Every close and disputed election has its own unique set of facts, but all have two things in common: the candidate who’s behind wants to keep counting votes and the candidate who’s ahead wants the counting to stop. The Congressional District 18 race between Republican Rep. Allen West and unofficial Democratic victor Patrick Murphy is no exception. West, trailing by less than 1 percent, became the latest count-every-vote advocate after it became apparent that St. Lucie County bungled its initial tally of early votes. He pressed all last week for a full recount of more than 37,000 early ballots, finally got one Saturday, and appeared to have fallen 241 votes further behind Murphy when the exercise ended Sunday.
On Sunday afternoon, West said his campaign “will review the results of today’s recount and the other available data to determine how to proceed.”
All along, West said the recount issue was larger than himself or the outcome of the election. “It’s not about me. It’s about assuring these people that they have a fair electoral process. … If people start to lose their trust and confidence in their vote, that’s the beginning of the end of a republic,” said West last Monday.
Or, as Al Gore put it in arguing for a Florida recount in 2000: “It is important for the integrity of our democracy to make sure that every vote is counted.
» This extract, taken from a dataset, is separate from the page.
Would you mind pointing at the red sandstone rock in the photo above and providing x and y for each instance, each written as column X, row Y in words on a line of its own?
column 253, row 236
Especially in a close election because the foundation of our constitutional self-government is the consent of the governed.”
Murphy deployed his lawyers to argue all last week against recounting or retabulating votes in St. Lucie County. Attorney Sean Domnick objected to an initial Nov. 11 recount of ballots from the last three days of early voting, saying the votes already had been counted. After that recount went on and West netted 535 votes, Domnick and attorney Gerry Richman argued against expanding the recount to the other five days of early voting, saying there was no evidence of problems on those days to meet the statutory standard for a retabulation.
“The votes were counted on Election Day, recounted last Sunday, and this would be the third time many of these votes have been counted,” Murphy spokeswoman Erin Moffet said Saturday as the campaign’s lawyers tried, and failed, to get a judge to halt the counting. “You can’t keep counting until you get the answer you like.”
Her words were reminiscent of George W. Bush campaign adviser James Baker’s back in 2000. “The vote in Florida has been counted and then recounted. Governor Bush was the winner of the vote. He was also the winner of the recount,” said Baker, who accused the Gore campaign of trying to “keep recounting until it likes the result.”
An argument to shut down ballot counting usually comes with a profession of sympathy for the trailing candidate and a call for healing and closure. “I can certainly understand the pain and the frustration of losing an election so very, very narrowly. But it is time to honor the will of the people. … For the healing and uniting and governing to begin, this election must be brought to a conclusion,” Baker said in 2000.
“It’s kind of like a football game,” said Murphy attorney Domnick on Friday. “There are rules that have to be followed. The fact that someone lost 21-19, however heartbreaking that might be, doesn’t change the fact that it is a loss and that Mr. West lost this race. He’s put on no evidence that anything they’ve asked for would ever change that irrefutable outcome that Patrick Murphy is now the representative of the 18th Congressional District.”